I scanned the area, and immediately recognised the canal, a snaking blue thread on the edge of the map. My school was also marked, and by carefully following the main road from there I spotted my road, and then counted the small squares until I got to number 12.

My eyes lingered on it for a while, flashes of my previous life appearing in my mind.

Jasmine must have followed my line of vision, as she shifted uncomfortably.

"So here's us," she continued, tapping a house on the map. Immediately a perfect, faded red circle about five centimetres across appeared around the space she had touched. It stayed lit up for a moment, and faded back out.

I leaned in. "Hey, what's that?"

"It's the ... house?"

"No, I mean, it's paper. How come it lights up when you touch it?"

"Oh, that." She grinned. "Aw, it's so cute how behind humans are. This is very advanced nanotechnology. The actual paper can be used as a computer - I can write on it and everything.
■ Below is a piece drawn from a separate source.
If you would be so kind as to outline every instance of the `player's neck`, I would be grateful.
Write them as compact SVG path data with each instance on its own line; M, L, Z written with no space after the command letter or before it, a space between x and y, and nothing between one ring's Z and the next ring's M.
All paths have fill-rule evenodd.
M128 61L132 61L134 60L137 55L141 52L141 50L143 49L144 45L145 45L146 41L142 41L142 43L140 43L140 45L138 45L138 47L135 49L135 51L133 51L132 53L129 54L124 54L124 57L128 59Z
Like I told you the other time, Seraynians are very careful about the environment, and this uses next to no fossil fuels or anything to produce. Handy, right?" I nodded numbly. "Anyway, we were talking about Jays Town. Here's us, to the very south. Beyond us, nothing. And right here, look, are the woods. These are the two places they're most likely to land. Any other place would be too obvious, or unnecessarily far from us." Her finger swept across the areas she mentioned as she talked, bathing them in a glowing, half transparent red.

I watched in fascination, barely registering what she said.

"But," Jasmine said, not noticing my dropped jaw, "we won't know for certain where they'll land until at least the fifth day. Zed, how far can you hear?" she suddenly asked, turning to him.

"Pretty far, when I try hard," he said.

"How far exactly?" she pressed.

"Seventh degree Hearing is a good fifty kilometres in all directions," he said.

She nodded in approval. "Good. They'll be entering the stratosphere when you'll pick them up. That gives us just about enough time to find out what direction they're going in and get there."

"So, let me get this straight," I said. "Zed's gonna hear a little hum in the air, tell us what patch of grass they're going to land on, and we get there without being seen. And then there's the all the rest."

She shrugged. "It was your idea."

"Can't we get there after they land?" I suggested. "It sounds a little more," I searched vaguely for the right word, "realistic."